9. We may be subject to risks related to government contracts
Our contracts with the Indian government are subject to regulations and other requirements as laid out in the government contract. We may be subject to audits and investigations relating to our government contracts, and any violations could result in various civil and criminal penalties and administrative sanctions, including termination of contract, refunding or suspending of payments, forfeiture of profits, payment of fines, and suspension or debarment from future government business. In addition, such contracts may provide for termination by the government at any time, without cause.
10. Our business could suffer if we are not successful in growing our investments and acquisitions.

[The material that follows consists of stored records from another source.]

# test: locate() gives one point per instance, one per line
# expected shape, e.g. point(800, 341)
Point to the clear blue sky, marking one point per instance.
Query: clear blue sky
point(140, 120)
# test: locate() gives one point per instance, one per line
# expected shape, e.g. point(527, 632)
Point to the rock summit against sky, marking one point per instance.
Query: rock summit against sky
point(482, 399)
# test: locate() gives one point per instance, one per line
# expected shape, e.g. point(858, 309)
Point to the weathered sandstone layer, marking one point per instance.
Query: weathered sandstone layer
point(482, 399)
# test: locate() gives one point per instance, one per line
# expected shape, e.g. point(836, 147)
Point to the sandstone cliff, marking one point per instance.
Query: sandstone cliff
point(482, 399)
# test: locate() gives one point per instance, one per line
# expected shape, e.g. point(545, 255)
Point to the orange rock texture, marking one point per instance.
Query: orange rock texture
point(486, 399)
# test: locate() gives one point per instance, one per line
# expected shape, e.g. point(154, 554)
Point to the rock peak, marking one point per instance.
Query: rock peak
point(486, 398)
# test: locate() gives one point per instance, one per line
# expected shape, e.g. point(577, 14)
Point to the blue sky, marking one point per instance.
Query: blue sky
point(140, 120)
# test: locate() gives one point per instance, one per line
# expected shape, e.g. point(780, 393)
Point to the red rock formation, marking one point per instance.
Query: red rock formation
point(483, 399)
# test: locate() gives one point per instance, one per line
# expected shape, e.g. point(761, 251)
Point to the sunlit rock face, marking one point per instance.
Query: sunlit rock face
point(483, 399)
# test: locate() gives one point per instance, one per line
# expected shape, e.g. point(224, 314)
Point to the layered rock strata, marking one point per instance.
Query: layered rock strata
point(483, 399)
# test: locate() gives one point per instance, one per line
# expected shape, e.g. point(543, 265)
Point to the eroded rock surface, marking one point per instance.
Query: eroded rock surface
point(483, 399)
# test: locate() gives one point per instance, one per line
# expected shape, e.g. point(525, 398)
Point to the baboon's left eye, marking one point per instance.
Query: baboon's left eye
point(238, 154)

We have in recent periods acquired and invested in companies, and we may acquire or invest or enter into joint ventures with additional companies. These transactions create risk of loosing management focus on existing business, retaining key employees, potential impairment of tangible and intangible assets and goodwill, additional operating losses, difficulties in implementing at companies we acquire the controls, procedures, policies appropriately for a public or a private company, potential unknown liabilities in companies we acquire or invest in, difficulty in integrating new companys accounting, financial reporting, management, information security, and the lack of control if such integration is delayed or not implemented.
As a result of future acquisitions or mergers, we might need to issue additional equity securities, spend our cash, or incur debt, contingent liabilities, or amortisation expenses related to intangible assets, any of which could reduce our profitability and harm our business. In addition, valuations supporting our acquisitions and strategic investments could change rapidly.

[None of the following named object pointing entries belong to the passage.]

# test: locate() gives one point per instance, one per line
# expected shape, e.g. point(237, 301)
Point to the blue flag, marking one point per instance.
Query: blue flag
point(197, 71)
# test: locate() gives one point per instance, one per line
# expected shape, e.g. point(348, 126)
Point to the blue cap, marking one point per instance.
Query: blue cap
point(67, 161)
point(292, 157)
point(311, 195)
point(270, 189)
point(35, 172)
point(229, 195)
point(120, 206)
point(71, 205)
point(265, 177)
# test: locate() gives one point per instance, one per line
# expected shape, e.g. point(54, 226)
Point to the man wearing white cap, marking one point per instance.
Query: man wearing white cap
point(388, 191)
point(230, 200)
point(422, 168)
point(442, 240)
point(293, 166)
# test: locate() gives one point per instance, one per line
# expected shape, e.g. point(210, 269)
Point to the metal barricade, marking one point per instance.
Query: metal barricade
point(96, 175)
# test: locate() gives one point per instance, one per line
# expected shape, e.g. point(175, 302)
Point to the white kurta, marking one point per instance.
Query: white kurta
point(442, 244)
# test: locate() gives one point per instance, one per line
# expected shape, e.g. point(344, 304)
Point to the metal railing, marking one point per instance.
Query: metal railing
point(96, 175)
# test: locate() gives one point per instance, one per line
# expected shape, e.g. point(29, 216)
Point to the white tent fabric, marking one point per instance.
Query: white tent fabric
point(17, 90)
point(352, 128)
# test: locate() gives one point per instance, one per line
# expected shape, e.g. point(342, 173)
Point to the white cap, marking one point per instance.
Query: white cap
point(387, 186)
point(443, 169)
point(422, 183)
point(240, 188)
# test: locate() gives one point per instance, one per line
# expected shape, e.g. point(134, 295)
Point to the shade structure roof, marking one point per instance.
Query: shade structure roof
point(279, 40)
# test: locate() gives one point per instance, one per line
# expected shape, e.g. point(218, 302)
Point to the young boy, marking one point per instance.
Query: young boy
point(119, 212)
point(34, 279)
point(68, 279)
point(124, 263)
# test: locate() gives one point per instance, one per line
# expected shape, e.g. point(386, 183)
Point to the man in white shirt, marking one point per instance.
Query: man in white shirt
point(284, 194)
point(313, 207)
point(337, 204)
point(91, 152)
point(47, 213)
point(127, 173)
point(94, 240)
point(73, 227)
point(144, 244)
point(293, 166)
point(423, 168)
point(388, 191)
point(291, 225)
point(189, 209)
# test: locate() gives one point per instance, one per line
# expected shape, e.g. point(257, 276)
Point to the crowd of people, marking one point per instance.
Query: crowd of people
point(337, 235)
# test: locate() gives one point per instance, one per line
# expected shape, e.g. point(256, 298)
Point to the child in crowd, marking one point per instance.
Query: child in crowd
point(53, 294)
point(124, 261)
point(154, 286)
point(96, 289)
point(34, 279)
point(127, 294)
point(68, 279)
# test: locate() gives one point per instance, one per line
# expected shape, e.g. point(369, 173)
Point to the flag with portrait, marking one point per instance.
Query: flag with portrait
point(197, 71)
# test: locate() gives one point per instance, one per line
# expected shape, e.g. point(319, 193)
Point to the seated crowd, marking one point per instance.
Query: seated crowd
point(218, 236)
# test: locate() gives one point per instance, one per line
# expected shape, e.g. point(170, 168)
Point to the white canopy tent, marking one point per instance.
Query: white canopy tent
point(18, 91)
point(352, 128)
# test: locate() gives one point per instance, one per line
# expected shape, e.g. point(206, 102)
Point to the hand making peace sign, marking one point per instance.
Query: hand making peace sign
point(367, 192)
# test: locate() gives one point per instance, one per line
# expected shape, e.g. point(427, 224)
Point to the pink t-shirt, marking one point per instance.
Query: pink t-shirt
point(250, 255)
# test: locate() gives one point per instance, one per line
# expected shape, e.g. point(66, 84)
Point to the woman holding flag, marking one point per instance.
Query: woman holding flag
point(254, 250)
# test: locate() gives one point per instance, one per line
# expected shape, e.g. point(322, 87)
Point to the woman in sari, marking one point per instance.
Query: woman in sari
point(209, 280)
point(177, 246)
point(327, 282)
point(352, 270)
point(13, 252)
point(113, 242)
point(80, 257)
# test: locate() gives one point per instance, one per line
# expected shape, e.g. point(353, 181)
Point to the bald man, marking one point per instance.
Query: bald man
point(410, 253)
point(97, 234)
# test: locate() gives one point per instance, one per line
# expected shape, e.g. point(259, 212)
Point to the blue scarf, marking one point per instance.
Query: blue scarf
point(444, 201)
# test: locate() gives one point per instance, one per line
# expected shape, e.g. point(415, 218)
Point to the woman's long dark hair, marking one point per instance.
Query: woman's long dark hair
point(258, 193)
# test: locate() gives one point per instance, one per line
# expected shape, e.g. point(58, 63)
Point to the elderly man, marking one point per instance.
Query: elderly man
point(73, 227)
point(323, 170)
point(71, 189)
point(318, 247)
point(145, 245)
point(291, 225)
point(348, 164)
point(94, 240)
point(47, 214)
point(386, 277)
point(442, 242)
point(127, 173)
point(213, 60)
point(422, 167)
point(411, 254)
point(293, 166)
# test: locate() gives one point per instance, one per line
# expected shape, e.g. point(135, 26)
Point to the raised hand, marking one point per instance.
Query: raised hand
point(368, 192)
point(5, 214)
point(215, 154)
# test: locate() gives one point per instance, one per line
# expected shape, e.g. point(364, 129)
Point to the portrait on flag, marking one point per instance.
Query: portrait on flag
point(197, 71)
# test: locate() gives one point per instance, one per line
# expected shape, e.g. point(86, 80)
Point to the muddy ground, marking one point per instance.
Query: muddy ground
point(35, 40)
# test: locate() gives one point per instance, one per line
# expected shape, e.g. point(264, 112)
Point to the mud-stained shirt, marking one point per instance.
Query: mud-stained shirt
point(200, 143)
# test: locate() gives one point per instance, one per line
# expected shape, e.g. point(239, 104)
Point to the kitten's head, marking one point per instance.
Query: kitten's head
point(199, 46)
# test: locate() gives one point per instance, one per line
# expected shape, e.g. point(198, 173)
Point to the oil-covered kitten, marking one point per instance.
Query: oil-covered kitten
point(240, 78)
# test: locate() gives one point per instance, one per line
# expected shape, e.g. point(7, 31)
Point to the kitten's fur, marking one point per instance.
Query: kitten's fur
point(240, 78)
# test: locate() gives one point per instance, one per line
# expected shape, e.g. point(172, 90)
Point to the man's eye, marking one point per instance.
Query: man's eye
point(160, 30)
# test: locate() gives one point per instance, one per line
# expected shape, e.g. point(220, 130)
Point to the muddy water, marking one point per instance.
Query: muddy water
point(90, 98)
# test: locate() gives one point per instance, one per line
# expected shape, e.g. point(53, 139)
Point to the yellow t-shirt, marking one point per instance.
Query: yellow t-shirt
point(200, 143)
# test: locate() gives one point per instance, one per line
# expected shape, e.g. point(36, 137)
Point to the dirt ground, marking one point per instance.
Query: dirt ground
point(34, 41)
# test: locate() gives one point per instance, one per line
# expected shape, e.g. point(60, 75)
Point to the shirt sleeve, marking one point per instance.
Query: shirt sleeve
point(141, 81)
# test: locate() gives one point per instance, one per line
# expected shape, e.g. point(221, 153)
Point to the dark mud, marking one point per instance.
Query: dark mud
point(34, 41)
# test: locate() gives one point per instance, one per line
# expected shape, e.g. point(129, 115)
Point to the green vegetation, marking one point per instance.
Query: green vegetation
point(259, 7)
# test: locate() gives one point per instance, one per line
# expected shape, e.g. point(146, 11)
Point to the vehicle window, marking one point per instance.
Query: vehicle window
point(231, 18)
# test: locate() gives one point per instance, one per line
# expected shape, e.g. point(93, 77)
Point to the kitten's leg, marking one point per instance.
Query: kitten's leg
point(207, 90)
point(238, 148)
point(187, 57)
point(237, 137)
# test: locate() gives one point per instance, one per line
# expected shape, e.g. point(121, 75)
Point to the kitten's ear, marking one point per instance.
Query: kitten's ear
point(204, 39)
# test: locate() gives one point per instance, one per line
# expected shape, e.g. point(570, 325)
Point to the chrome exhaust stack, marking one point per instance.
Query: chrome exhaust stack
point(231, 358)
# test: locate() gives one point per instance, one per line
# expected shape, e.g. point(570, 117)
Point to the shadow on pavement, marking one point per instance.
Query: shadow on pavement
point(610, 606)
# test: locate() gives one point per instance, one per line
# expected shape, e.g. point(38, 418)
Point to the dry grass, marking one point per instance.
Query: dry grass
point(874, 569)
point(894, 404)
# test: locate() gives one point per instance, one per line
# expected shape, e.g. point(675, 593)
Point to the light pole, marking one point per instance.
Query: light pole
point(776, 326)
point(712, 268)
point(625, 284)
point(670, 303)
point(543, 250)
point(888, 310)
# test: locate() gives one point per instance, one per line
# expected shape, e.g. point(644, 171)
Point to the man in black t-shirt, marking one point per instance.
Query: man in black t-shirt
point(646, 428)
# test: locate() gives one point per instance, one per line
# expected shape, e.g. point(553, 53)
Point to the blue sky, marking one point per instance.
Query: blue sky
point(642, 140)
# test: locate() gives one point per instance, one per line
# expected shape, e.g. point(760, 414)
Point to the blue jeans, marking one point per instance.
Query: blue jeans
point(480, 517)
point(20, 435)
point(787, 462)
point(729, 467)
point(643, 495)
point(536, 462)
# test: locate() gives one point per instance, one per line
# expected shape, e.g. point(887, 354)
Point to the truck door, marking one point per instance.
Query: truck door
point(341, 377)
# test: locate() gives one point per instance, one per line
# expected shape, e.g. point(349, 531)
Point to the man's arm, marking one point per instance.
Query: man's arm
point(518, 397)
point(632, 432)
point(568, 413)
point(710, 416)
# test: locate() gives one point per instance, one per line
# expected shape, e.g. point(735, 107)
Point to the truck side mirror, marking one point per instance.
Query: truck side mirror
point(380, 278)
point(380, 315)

11. We may not be able to protect our Intellectual Property or may be accused of infringing intellectual property of third party
All our trademarks, domain names, copyrights and other intellectual property rights are material assets and are integral and critical to our business operations. We depend on a combination of copyright, trademark laws, non-competition and confidentiality agreements with our employees, contractors, merchants and third-party service providers to protect our logo, brand name, domain names, merchant and customer database and technology infrastructure including customised Infibeam Avenues Limited that are integral to our advanced technology platform. Some of our trademark and patent applications are currently pending and there can be no assurance that these applications will be successful and these trademarks would be registered in our name. Confidentiality agreements with our employees require them to keep confidential and waive any rights to any of our trade secrets, works of authorship, software developed and other technology infrastructure upgrades made by them during their employment with us. However, there can be no assurance that our data or proprietary technology will not be copied or otherwise misappropriated or abused by third parties. There may be irreparable damage to our business in the event that our intellectual property are infringed by competitors, in which case an award of damages may not be an adequate remedy.
Third parties may claim that we infringe on their intellectual property rights as we acquire new technology companies. We may be subject to claims and legal proceedings regarding infringement of intellectual property rights. Such claims even if they lack merit or not may result in significant financial and management bandwidth, including satisfying of indemnity if required.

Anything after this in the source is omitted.